One year of rubbish
For each of the past five years since moving to Kaikoura, Ralph and Ali Hogan have produced only one bag of rubbish.
Each July they go to the landfill to deposit the bag.
"One of the drawcards of moving here was the lure of a robust recycling programme that makes this possible," Mr Hogan said.
But this year was a little different.
"While we improved with only three-quarters of a bag of domestic rubbish that had to go to landfill, we built a garage and produced some construction rubbish as well," he said.
"That gave us another challenge - to recycle and reduce our materials in the hope of keeping this extraordinary construction rubbish to a maximum of only one additional bag.
"ITM was helpful in taking back left-over partial rolls of items like roofing paper and building wrap, making them available for someone who only needed a partial roll.
Steel roofing off-cuts were recyclable but the Hogans were also challenged in figuring out how to use as much as possible of the material constructively in the building itself.
"We were happy to meet our one bag goal on the construction rubbish and to reduce even further our domestic rubbish by 25 per cent," Mr Hogan said.
The couple and their two adult children moved to New Zealand from the United States after being attracted by the country's clean green image and have been pioneers for the cause ever since.
Ralph says the trick is to buy in bulk and to never buys a product with packaging that cannot be recycled. If he cannot find a product in a recyclable container, he asks for assistance or goes without.
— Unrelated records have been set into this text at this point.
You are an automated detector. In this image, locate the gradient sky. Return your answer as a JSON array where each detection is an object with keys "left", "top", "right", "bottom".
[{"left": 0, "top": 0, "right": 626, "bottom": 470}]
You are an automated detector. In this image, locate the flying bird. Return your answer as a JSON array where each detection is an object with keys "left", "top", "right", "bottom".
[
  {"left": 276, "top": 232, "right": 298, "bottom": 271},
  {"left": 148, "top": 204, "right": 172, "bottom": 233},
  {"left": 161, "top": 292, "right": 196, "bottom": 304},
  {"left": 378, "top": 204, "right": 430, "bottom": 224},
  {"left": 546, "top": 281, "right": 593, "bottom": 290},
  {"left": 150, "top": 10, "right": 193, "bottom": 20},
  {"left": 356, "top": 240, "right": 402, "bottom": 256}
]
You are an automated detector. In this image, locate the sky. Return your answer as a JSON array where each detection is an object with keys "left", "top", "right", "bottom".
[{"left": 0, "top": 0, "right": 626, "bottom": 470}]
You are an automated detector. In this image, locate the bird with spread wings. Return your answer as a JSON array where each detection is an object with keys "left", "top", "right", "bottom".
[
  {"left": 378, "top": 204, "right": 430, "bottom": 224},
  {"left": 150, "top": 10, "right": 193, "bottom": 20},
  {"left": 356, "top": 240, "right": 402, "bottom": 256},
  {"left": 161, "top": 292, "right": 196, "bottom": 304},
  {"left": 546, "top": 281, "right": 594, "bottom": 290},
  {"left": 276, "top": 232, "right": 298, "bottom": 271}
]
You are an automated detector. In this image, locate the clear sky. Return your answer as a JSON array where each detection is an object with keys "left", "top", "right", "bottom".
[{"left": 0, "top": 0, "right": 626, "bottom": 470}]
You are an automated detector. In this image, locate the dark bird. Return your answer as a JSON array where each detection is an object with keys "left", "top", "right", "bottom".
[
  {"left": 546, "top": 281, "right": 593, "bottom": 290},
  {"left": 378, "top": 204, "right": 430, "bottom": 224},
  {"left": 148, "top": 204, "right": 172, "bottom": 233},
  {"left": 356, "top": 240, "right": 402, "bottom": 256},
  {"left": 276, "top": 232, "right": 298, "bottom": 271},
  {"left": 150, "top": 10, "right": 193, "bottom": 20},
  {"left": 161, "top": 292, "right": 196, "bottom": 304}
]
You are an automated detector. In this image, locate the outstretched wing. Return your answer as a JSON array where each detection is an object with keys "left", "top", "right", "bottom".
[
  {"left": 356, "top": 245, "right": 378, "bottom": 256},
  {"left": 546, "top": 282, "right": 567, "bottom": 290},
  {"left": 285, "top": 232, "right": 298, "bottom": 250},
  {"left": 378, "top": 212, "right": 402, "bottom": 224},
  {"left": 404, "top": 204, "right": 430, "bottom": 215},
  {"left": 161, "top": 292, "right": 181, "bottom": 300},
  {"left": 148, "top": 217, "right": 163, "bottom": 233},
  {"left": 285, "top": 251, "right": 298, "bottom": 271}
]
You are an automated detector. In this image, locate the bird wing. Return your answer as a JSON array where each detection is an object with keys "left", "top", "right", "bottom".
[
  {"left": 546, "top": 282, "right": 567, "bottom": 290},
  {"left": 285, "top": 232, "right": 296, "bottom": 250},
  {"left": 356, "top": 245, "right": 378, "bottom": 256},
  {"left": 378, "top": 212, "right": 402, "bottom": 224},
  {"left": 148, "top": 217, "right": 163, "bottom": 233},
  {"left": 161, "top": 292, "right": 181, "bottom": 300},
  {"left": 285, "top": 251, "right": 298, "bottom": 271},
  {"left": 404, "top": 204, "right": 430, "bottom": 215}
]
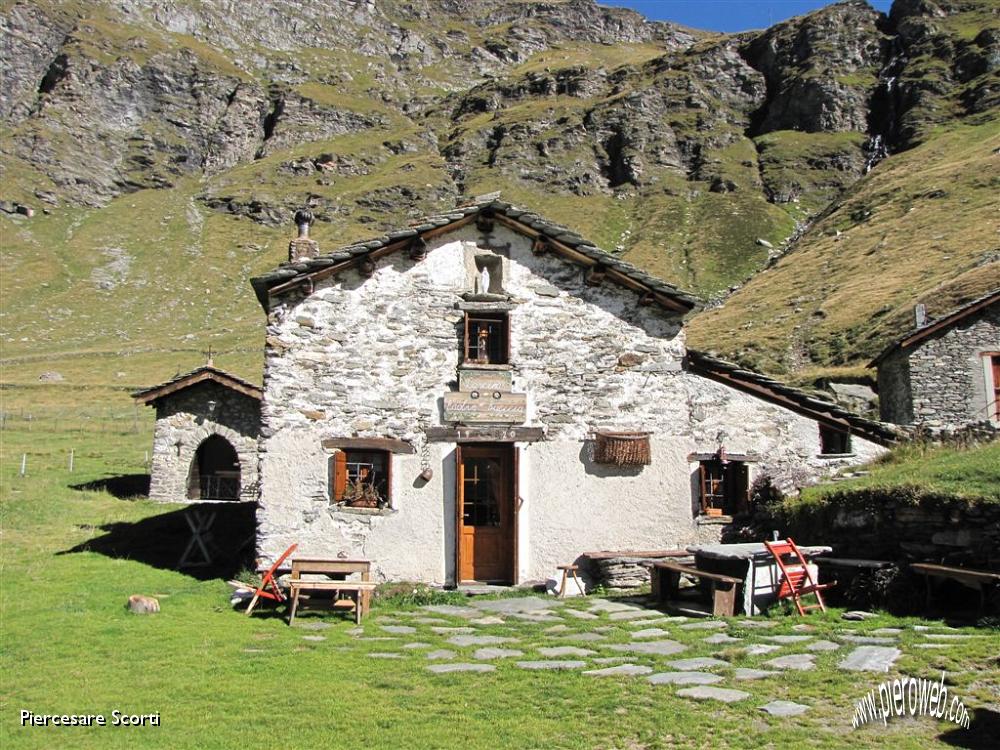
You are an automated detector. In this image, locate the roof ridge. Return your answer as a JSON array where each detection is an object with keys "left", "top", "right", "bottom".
[{"left": 251, "top": 198, "right": 701, "bottom": 311}]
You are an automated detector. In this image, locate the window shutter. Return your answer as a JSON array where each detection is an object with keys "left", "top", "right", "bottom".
[
  {"left": 462, "top": 313, "right": 472, "bottom": 362},
  {"left": 698, "top": 463, "right": 708, "bottom": 513},
  {"left": 503, "top": 315, "right": 510, "bottom": 365},
  {"left": 330, "top": 451, "right": 347, "bottom": 503}
]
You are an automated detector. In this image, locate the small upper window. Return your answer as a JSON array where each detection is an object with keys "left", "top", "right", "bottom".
[
  {"left": 330, "top": 448, "right": 392, "bottom": 508},
  {"left": 819, "top": 425, "right": 851, "bottom": 456},
  {"left": 463, "top": 313, "right": 510, "bottom": 365},
  {"left": 698, "top": 458, "right": 750, "bottom": 516}
]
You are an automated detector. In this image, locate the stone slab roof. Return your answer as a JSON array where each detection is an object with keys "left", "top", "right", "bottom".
[
  {"left": 687, "top": 349, "right": 899, "bottom": 445},
  {"left": 132, "top": 365, "right": 264, "bottom": 405},
  {"left": 250, "top": 194, "right": 700, "bottom": 314},
  {"left": 868, "top": 288, "right": 1000, "bottom": 367}
]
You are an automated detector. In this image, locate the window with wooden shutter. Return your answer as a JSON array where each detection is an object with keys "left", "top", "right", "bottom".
[
  {"left": 330, "top": 451, "right": 347, "bottom": 503},
  {"left": 463, "top": 313, "right": 510, "bottom": 365},
  {"left": 819, "top": 424, "right": 851, "bottom": 456},
  {"left": 330, "top": 448, "right": 392, "bottom": 508},
  {"left": 698, "top": 458, "right": 750, "bottom": 516}
]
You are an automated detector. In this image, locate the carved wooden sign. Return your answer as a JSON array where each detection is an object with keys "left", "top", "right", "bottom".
[
  {"left": 444, "top": 390, "right": 528, "bottom": 424},
  {"left": 458, "top": 369, "right": 511, "bottom": 393}
]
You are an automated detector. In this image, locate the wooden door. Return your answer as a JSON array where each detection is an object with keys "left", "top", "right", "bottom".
[
  {"left": 455, "top": 445, "right": 514, "bottom": 583},
  {"left": 990, "top": 354, "right": 1000, "bottom": 419}
]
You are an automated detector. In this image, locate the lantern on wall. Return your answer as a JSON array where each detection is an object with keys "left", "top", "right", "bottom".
[{"left": 594, "top": 432, "right": 652, "bottom": 466}]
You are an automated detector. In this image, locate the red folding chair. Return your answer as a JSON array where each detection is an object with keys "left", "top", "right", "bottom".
[
  {"left": 247, "top": 544, "right": 299, "bottom": 615},
  {"left": 764, "top": 538, "right": 836, "bottom": 615}
]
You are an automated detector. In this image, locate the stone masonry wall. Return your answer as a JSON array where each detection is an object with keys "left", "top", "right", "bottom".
[
  {"left": 909, "top": 304, "right": 1000, "bottom": 429},
  {"left": 149, "top": 382, "right": 260, "bottom": 502},
  {"left": 878, "top": 350, "right": 913, "bottom": 424},
  {"left": 258, "top": 226, "right": 881, "bottom": 583}
]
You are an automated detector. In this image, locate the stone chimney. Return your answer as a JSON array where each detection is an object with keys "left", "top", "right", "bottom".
[{"left": 288, "top": 208, "right": 319, "bottom": 263}]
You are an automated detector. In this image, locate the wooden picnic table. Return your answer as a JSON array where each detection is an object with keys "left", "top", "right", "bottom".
[
  {"left": 288, "top": 557, "right": 375, "bottom": 625},
  {"left": 910, "top": 563, "right": 1000, "bottom": 614},
  {"left": 687, "top": 542, "right": 832, "bottom": 615}
]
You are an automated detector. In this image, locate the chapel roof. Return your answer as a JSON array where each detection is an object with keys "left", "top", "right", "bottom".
[
  {"left": 687, "top": 349, "right": 899, "bottom": 445},
  {"left": 250, "top": 193, "right": 700, "bottom": 314},
  {"left": 132, "top": 365, "right": 264, "bottom": 405},
  {"left": 868, "top": 288, "right": 1000, "bottom": 367}
]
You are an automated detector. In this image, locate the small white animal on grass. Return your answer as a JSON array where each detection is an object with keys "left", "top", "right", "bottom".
[{"left": 125, "top": 594, "right": 160, "bottom": 615}]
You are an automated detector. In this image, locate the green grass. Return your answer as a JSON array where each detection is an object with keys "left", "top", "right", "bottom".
[
  {"left": 0, "top": 422, "right": 1000, "bottom": 750},
  {"left": 803, "top": 441, "right": 1000, "bottom": 503},
  {"left": 688, "top": 122, "right": 1000, "bottom": 373}
]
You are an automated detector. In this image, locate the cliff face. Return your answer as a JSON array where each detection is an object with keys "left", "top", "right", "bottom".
[{"left": 0, "top": 0, "right": 1000, "bottom": 384}]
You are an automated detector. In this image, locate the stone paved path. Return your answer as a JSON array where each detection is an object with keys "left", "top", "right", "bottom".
[
  {"left": 764, "top": 654, "right": 816, "bottom": 672},
  {"left": 837, "top": 646, "right": 903, "bottom": 672},
  {"left": 427, "top": 662, "right": 496, "bottom": 674},
  {"left": 584, "top": 664, "right": 653, "bottom": 677},
  {"left": 472, "top": 648, "right": 524, "bottom": 661},
  {"left": 517, "top": 659, "right": 587, "bottom": 669},
  {"left": 648, "top": 672, "right": 723, "bottom": 685},
  {"left": 677, "top": 685, "right": 750, "bottom": 703},
  {"left": 448, "top": 635, "right": 518, "bottom": 646},
  {"left": 538, "top": 646, "right": 597, "bottom": 656},
  {"left": 667, "top": 656, "right": 729, "bottom": 672},
  {"left": 733, "top": 667, "right": 780, "bottom": 680},
  {"left": 608, "top": 641, "right": 687, "bottom": 656},
  {"left": 760, "top": 701, "right": 809, "bottom": 717},
  {"left": 681, "top": 620, "right": 726, "bottom": 630}
]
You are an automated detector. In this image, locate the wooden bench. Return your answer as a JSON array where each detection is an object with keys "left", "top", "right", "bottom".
[
  {"left": 910, "top": 563, "right": 1000, "bottom": 614},
  {"left": 652, "top": 562, "right": 743, "bottom": 617},
  {"left": 288, "top": 578, "right": 375, "bottom": 625},
  {"left": 288, "top": 557, "right": 375, "bottom": 625}
]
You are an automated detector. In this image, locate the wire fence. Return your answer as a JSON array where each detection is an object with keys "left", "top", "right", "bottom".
[{"left": 0, "top": 406, "right": 153, "bottom": 435}]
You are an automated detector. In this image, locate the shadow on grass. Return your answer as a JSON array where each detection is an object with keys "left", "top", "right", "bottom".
[
  {"left": 70, "top": 474, "right": 149, "bottom": 500},
  {"left": 57, "top": 502, "right": 257, "bottom": 581},
  {"left": 938, "top": 708, "right": 1000, "bottom": 750}
]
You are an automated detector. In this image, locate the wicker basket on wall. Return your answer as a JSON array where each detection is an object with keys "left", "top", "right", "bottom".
[{"left": 594, "top": 432, "right": 652, "bottom": 466}]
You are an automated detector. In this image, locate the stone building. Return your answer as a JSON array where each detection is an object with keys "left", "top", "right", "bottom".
[
  {"left": 253, "top": 198, "right": 893, "bottom": 584},
  {"left": 132, "top": 363, "right": 262, "bottom": 502},
  {"left": 869, "top": 289, "right": 1000, "bottom": 431}
]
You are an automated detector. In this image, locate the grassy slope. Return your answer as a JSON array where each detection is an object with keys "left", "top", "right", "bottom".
[
  {"left": 0, "top": 6, "right": 1000, "bottom": 396},
  {"left": 803, "top": 441, "right": 1000, "bottom": 503},
  {"left": 689, "top": 122, "right": 1000, "bottom": 372},
  {"left": 0, "top": 427, "right": 1000, "bottom": 750}
]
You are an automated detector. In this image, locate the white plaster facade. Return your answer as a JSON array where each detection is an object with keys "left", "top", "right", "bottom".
[
  {"left": 149, "top": 382, "right": 260, "bottom": 502},
  {"left": 258, "top": 225, "right": 883, "bottom": 584}
]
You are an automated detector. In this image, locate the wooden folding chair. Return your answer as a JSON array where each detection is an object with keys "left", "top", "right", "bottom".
[
  {"left": 247, "top": 544, "right": 299, "bottom": 615},
  {"left": 764, "top": 538, "right": 836, "bottom": 615}
]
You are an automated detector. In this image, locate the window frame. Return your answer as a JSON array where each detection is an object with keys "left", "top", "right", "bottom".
[
  {"left": 819, "top": 424, "right": 854, "bottom": 458},
  {"left": 698, "top": 457, "right": 750, "bottom": 518},
  {"left": 462, "top": 310, "right": 510, "bottom": 365},
  {"left": 328, "top": 447, "right": 393, "bottom": 509}
]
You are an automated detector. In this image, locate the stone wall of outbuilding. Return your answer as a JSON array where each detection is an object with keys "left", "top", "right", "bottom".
[
  {"left": 149, "top": 381, "right": 260, "bottom": 502},
  {"left": 878, "top": 304, "right": 1000, "bottom": 430},
  {"left": 258, "top": 224, "right": 882, "bottom": 583}
]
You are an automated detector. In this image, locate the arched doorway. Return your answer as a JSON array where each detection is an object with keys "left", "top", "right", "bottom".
[{"left": 188, "top": 435, "right": 240, "bottom": 500}]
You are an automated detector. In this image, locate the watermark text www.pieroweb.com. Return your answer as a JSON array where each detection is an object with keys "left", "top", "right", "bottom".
[{"left": 851, "top": 672, "right": 970, "bottom": 729}]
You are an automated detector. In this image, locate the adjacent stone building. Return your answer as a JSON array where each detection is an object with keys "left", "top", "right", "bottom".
[
  {"left": 246, "top": 198, "right": 893, "bottom": 584},
  {"left": 869, "top": 289, "right": 1000, "bottom": 431},
  {"left": 132, "top": 364, "right": 262, "bottom": 502}
]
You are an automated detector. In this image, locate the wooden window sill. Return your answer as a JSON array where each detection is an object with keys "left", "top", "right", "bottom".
[
  {"left": 695, "top": 514, "right": 733, "bottom": 526},
  {"left": 330, "top": 503, "right": 399, "bottom": 516}
]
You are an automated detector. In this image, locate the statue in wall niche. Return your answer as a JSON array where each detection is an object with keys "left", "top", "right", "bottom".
[
  {"left": 472, "top": 255, "right": 503, "bottom": 294},
  {"left": 477, "top": 326, "right": 490, "bottom": 365}
]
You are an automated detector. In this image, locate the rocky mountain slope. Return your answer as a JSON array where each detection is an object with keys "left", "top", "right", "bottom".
[{"left": 0, "top": 0, "right": 1000, "bottom": 394}]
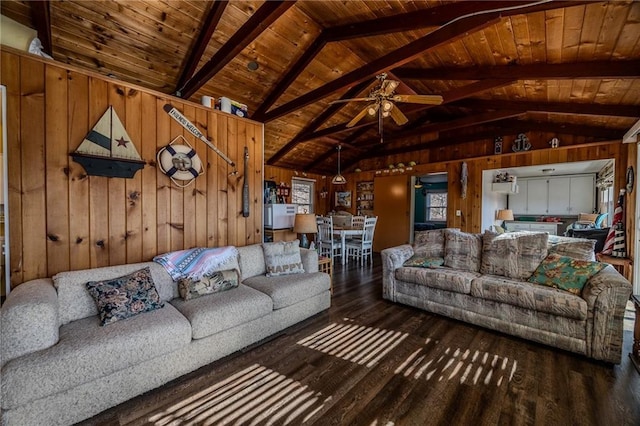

When shopping he always uses a recyclable shopping bag, reusing plastic bags from bread and other products if needed around the home. Even if he forgets the all important cloth bag he refuses to accept plastic bags, preferring to punish himself by managing clumsily without but he remembers the next time!
Composting is a habit and the couple do not eat meat so that is another waste saving bonus. Ralph says he and Ali collect about 10 litres of compost weekly and says it is not an issue if done properly. Layering and turning now and then stops smells and prevents animals becoming attracted to the compost.
Ralph says it is important to try to avoid buying "rubbish". He believes if a product is cheap and looks like rubbish, chances are it will be. He prefers to spend more money on a product which will last 10 times longer, although he admits this is getting more difficult with what he calls the "proliferation" of poorly made items.